Они переглядываются между собой и явно мне не верят. Меня это сначала бесит, но потом я понимаю, что неизвестно, как бы я сам среагировал, если бы старый друг сообщил мне что-нибудь в этом роде. Они знают меня всю свою жизнь. Я выгляжу как всегда и разговариваю как всегда, но вдруг заявляю, что вся история нашей дружбы начисто стерлась из моей памяти.
Они не виноваты, что приняли мои слова за шутку. Приключившееся со мной и правда своего рода шутка. Просто абсолютно не смешная.
– Ребят, я не только вас забыл, – пытаюсь объяснить я. – Думаете, мне приятно вместо мамы, брата и отца видеть совершенно незнакомых людей? И знаете, мне очень неуютно каждый день встречать тут в школе восемьсот человек, которые думают, что я их игнорирую – а я просто никого из них не помню.
Питон смотрит на меня в упор.
– В смысле… Это точно не прикол?
– К сожалению, нет.
– Вау, – только и может сказать ошеломленный Питон.

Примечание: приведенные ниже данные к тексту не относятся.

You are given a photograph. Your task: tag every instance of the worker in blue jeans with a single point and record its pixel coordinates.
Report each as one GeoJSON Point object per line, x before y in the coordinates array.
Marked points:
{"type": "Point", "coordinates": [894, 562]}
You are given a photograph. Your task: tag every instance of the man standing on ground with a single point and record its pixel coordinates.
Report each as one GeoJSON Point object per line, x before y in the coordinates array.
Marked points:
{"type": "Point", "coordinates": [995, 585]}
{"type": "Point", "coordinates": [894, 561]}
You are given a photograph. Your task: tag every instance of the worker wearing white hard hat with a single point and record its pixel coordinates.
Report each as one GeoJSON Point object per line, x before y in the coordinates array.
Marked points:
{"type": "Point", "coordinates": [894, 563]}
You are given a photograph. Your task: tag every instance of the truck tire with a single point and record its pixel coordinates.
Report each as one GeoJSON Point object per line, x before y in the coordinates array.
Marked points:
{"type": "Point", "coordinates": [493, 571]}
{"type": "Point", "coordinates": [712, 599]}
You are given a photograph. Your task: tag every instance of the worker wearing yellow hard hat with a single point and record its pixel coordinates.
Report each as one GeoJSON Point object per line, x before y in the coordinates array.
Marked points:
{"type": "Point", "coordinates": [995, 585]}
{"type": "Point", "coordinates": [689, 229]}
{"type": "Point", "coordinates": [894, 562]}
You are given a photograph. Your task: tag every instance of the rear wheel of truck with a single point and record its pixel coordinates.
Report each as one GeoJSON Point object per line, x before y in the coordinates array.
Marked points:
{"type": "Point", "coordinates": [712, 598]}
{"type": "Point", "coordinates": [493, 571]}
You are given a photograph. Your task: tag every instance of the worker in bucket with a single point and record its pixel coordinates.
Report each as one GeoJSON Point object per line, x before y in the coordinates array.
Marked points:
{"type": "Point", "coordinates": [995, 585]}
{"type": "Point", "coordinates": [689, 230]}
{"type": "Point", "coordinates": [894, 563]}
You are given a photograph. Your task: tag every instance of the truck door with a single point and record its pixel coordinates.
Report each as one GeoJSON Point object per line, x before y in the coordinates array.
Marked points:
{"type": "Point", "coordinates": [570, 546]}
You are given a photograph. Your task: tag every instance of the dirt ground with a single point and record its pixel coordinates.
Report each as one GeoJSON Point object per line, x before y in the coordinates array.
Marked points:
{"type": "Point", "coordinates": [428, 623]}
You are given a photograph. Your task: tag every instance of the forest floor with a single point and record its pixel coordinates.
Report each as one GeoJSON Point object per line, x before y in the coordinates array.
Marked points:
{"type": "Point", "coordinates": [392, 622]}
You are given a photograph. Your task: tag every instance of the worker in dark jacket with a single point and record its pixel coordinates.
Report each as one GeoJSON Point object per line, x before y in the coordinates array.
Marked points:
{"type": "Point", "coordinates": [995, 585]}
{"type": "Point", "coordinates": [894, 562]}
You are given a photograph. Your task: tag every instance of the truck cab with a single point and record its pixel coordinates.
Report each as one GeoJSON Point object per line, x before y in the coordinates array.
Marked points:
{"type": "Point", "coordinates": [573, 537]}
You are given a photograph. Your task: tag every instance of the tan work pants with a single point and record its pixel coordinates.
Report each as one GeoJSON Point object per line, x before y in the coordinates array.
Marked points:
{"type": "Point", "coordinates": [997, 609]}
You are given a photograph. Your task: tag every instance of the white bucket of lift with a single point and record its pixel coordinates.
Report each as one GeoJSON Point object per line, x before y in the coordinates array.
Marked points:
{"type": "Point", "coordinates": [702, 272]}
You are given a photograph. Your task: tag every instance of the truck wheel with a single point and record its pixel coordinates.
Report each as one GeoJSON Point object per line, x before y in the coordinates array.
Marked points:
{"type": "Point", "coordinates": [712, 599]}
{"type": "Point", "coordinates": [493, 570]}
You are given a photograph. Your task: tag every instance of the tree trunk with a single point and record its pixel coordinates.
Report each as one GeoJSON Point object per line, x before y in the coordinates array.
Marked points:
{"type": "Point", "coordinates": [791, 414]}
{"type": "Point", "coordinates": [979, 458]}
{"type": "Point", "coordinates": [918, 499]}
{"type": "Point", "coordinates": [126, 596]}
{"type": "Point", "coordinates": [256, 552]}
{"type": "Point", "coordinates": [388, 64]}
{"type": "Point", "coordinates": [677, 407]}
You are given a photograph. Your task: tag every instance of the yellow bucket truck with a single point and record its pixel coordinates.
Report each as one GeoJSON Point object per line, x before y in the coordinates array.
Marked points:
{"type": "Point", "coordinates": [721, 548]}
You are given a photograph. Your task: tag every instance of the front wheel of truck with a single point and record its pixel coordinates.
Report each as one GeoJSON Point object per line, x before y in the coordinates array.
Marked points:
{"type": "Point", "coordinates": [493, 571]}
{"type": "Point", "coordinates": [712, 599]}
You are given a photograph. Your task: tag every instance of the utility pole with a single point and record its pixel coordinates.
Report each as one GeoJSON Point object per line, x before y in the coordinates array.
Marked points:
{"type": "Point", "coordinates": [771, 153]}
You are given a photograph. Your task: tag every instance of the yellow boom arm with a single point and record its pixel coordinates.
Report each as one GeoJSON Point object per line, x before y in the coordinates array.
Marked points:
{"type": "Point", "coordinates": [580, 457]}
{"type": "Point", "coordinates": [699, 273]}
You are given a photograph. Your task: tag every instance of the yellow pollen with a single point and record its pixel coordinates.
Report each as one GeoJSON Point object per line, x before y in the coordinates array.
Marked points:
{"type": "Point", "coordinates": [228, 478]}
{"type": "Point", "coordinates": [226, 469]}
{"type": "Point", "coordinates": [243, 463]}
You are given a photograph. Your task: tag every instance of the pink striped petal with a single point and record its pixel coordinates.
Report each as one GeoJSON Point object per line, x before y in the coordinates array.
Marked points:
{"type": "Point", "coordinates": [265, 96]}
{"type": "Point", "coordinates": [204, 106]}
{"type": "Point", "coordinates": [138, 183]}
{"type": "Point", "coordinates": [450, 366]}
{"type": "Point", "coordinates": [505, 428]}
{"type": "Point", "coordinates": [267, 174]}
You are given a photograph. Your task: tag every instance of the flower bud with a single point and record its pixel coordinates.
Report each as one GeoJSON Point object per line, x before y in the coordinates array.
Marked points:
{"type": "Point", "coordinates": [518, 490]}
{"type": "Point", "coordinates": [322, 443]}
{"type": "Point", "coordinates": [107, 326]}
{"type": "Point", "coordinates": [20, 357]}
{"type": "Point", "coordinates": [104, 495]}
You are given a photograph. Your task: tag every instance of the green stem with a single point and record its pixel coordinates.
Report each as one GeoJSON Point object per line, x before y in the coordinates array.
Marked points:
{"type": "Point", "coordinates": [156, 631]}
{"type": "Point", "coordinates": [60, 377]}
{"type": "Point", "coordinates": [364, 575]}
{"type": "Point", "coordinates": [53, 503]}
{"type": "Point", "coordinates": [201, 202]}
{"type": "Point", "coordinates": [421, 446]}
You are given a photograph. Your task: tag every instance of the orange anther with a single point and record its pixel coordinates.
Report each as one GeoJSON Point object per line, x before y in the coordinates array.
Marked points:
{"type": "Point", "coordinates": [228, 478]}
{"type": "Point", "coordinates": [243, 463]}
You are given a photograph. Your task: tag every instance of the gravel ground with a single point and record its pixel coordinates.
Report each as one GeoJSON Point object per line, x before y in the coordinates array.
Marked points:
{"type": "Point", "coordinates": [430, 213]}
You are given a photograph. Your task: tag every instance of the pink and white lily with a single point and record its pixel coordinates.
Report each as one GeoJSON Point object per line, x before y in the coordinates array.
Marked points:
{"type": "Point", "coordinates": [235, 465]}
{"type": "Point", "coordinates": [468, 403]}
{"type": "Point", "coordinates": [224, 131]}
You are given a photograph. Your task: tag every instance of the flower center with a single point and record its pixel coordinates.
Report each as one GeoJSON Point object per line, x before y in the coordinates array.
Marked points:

Эрон наклоняется ко мне, и мы с ним оказываемся нос к носу.
– Но ведь память же к тебе вернется, да? – Он произносит это с таким напором, что сразу понятно: ему жутко представить, что славного общего прошлого для меня теперь как бы и нет.
– Может быть. Отчасти, – говорю я. – А может, и нет. Доктор говорит, что наверняка этого знать нельзя.
Эрон с Питоном, совершенно ошарашенные, снова переглядываются между собой. Я вдруг понимаю, как много эти двое, мои лучшие друзья, для меня значат. Перед глазами встает тот снимок из телефона, на котором мы втроем, радостные от того, как здорово мы только что раздолбали битой хэллоуинскую тыкву.
– Ребят, вы не думайте, – говорю я. – Я тот же самый, каким был всегда. Неважно, что я не помню ничего из того, что мы вместе делали. У нас еще куча всего впереди. Мы еще покажем.
– Точно! – восклицает Питон. – В футбол ты играть не можешь, это ладно. Но к весне-то, когда лакросс начнется, ты же совсем поправишься, правильно?
– Доктор сказал, что к весне со мной все уже будет в порядке, и надо будет только…
– Вот это другое дело! – говорит он весело и бодро.
Но мне его бодрый тон кажется не совсем искренним. И вообще, похоже, я его до конца не убедил. Но это и понятно: если бы я сам не страдал амнезией, чей угодно рассказ о ней вряд ли показался бы мне полностью убедительным.
– Мы с тобой, брат! – поддерживает Питона Эрон и хлопает меня по спине.
Вывихнутое плечо пронзает боль, но я умудряюсь смолчать.